Fazio was certainly a busy man around that time in Italy as he also designed the course at Le Querce (now named Golf Nazionale), which debuted in 1990, and the architect has since returned to renovate Olgiata in 2010 and lay out the course at Golf Club Paradiso del Garda in 2002.
The Golf & Country Club lies within a beautiful old estate – complete with a restored 11th century castle – that belongs to fashion designer Laura Biangiotti, with the grounds extending to more than 350 acres. The 7000 square metres clubhouse is reputed to be one of the largest in Europe.
As far as the club’s tournament history goes, the Italian Open was held here in 1994, just three years after it first opened for play, when Eduardo Romero held off a strong challenge from Greg Turner to win the event by a single shot, with sixteen under par aggregate total score of 272.
At the end of 2015, it was announced that Marco Simone would become the third golf venue continental Europe to host the Ryder Cup in 2022, somewhat surprisingly beating off strong bids from courses in Austria, Germany and Spain.
The Championship course will be “completely reconstructed” ahead of the tournament according to an official realise by Ryder Cup Europe and we’ll certainly be following news on those developments with keen interest in the months come.
Situated close to the Pope’s summer residence near the capital, the course at Country Club Castelgandolfo is set out within the remeins of an old volcanic crater. Robert Trent Jones Sr constructed the layout in two phases, with the first nine opening in 1987 and the sencond nine following a year later.
A couple lakes come into play in the middle of the property, most notably at the right dog legged 4th and short par four 16th, where water threatens on either side of the fairway at both these holes. And as might be expected of an RTJ design, the course has plenty of strategically placed bunkers to confound and confuse.

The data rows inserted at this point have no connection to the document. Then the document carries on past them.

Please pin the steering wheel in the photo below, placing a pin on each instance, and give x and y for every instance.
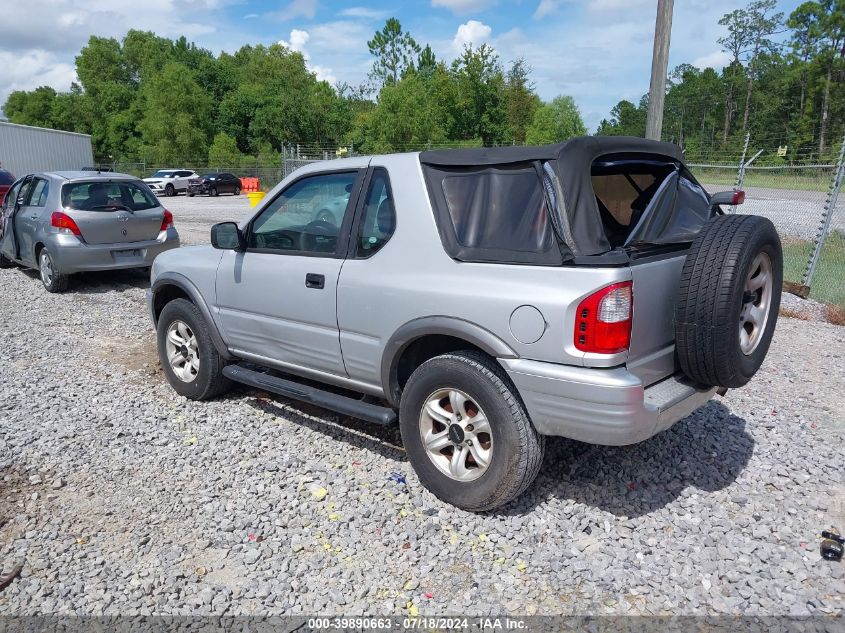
(317, 228)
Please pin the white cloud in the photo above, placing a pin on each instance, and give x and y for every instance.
(463, 6)
(27, 71)
(298, 40)
(716, 60)
(364, 13)
(297, 9)
(546, 7)
(472, 33)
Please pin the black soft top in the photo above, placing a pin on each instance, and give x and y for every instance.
(572, 161)
(579, 150)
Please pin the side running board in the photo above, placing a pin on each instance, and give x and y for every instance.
(326, 399)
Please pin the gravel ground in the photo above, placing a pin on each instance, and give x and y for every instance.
(121, 497)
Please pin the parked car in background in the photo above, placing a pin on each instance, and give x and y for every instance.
(6, 181)
(68, 222)
(214, 184)
(170, 181)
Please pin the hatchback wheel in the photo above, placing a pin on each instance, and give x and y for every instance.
(466, 432)
(53, 280)
(191, 363)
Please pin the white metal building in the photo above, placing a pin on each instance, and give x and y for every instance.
(25, 149)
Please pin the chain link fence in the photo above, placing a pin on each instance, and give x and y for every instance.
(800, 198)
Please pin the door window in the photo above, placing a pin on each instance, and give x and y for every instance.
(306, 217)
(38, 193)
(379, 220)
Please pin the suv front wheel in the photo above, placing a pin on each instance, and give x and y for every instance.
(466, 432)
(187, 354)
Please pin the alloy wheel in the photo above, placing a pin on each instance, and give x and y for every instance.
(456, 434)
(757, 302)
(182, 351)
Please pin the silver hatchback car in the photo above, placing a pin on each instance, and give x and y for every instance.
(69, 222)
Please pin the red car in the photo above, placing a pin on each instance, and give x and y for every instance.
(6, 181)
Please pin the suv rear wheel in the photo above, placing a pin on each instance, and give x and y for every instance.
(467, 433)
(53, 280)
(191, 362)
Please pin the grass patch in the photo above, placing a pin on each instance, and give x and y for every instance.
(828, 284)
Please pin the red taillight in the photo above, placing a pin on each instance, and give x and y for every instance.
(603, 321)
(167, 220)
(64, 223)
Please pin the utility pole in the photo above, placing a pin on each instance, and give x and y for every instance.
(659, 65)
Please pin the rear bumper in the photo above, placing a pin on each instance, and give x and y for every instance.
(601, 406)
(72, 255)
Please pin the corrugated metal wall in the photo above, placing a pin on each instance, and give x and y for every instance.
(25, 149)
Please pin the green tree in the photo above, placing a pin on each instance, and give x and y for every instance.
(626, 119)
(175, 123)
(394, 50)
(521, 102)
(407, 117)
(224, 151)
(749, 35)
(555, 121)
(31, 108)
(478, 109)
(426, 62)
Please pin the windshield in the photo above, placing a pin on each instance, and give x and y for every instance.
(108, 196)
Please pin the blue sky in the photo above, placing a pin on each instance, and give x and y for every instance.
(598, 51)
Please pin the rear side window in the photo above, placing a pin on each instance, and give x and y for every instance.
(493, 214)
(379, 220)
(679, 210)
(107, 196)
(38, 193)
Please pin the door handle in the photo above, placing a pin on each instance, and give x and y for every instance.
(313, 280)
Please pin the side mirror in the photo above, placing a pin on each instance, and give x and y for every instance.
(228, 237)
(727, 197)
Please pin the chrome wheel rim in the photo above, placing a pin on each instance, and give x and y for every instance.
(456, 434)
(45, 266)
(182, 351)
(756, 303)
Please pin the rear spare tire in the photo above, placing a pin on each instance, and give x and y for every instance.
(728, 300)
(466, 432)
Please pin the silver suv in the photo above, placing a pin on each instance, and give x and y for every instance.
(482, 299)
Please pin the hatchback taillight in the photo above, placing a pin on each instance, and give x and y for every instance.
(64, 223)
(603, 321)
(167, 220)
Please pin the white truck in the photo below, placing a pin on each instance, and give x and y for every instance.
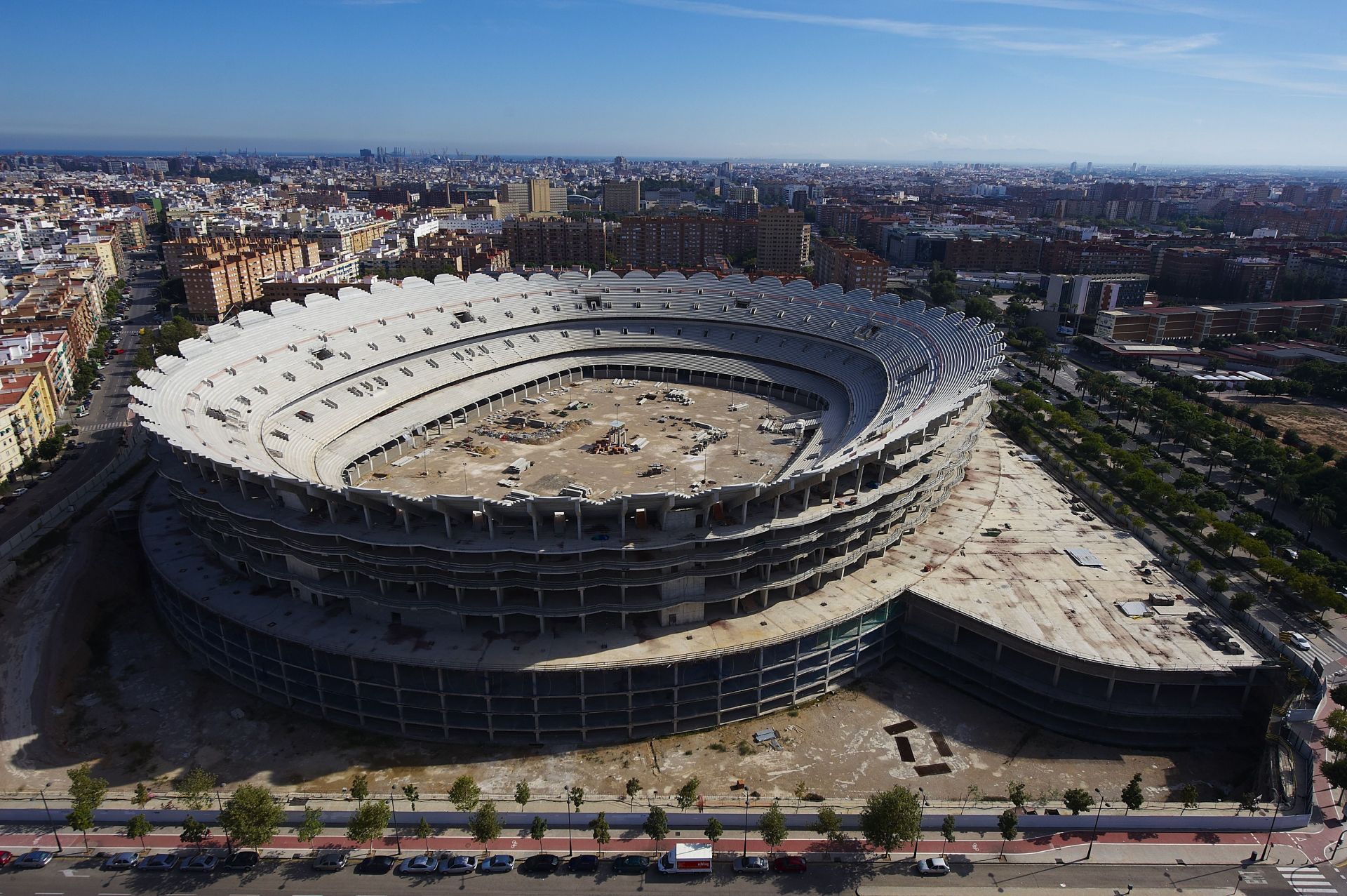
(686, 859)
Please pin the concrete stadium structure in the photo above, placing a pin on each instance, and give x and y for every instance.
(537, 617)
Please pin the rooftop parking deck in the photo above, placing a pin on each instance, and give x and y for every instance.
(1019, 581)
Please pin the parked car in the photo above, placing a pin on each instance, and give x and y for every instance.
(631, 864)
(420, 865)
(376, 865)
(749, 865)
(932, 868)
(36, 859)
(457, 864)
(543, 864)
(156, 862)
(497, 864)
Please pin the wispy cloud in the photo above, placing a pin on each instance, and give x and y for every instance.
(1188, 55)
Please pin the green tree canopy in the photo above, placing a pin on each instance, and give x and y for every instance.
(465, 794)
(370, 821)
(194, 787)
(1078, 799)
(1008, 824)
(1132, 794)
(423, 831)
(194, 831)
(688, 794)
(485, 825)
(138, 828)
(253, 817)
(772, 825)
(310, 827)
(538, 830)
(657, 825)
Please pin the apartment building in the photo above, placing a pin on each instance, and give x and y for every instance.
(1198, 322)
(546, 196)
(1250, 278)
(688, 241)
(219, 283)
(1191, 271)
(852, 269)
(1094, 256)
(101, 248)
(783, 241)
(51, 302)
(623, 197)
(336, 240)
(46, 354)
(556, 241)
(27, 415)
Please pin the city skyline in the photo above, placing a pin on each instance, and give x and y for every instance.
(1144, 81)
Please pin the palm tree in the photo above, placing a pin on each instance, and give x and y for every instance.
(1319, 508)
(1285, 486)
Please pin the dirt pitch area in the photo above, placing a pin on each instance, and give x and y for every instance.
(1315, 422)
(126, 698)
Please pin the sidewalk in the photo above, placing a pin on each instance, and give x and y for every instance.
(1111, 848)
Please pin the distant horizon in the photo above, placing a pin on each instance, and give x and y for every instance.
(1241, 84)
(704, 159)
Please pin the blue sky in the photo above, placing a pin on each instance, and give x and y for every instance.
(1151, 81)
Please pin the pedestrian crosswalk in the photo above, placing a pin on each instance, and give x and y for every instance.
(1308, 880)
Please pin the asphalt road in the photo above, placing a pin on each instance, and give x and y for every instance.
(83, 878)
(100, 430)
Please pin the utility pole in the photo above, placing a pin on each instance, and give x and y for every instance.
(1095, 834)
(54, 830)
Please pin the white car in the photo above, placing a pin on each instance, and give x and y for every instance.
(932, 868)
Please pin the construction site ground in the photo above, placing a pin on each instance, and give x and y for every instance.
(91, 676)
(450, 465)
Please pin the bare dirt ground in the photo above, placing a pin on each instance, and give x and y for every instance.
(745, 455)
(1318, 423)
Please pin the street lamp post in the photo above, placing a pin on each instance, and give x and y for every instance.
(746, 801)
(1095, 834)
(229, 843)
(1276, 806)
(54, 830)
(916, 841)
(570, 846)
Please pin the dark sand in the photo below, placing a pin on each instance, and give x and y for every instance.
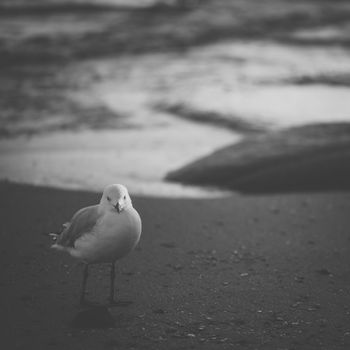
(245, 272)
(314, 157)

The clubhouse is located within a fabulous, beautifully-restored 17th century villa that was built for a nephew of Pope Alexander VII and this stylish building overlooks the fairways as they weave their way around stands of cypress, pine and olive trees in a very agreeable golfing environment.
The course hosted two editions of the Roma Masters, a short-lived tournament on the European Tour in 1992 and 1993. Both events were won after a play-off with Jose Maria Cañizares overcoming Barry Lane the first year and Jean Van de Velde seeing off Greg Turner twelve months later.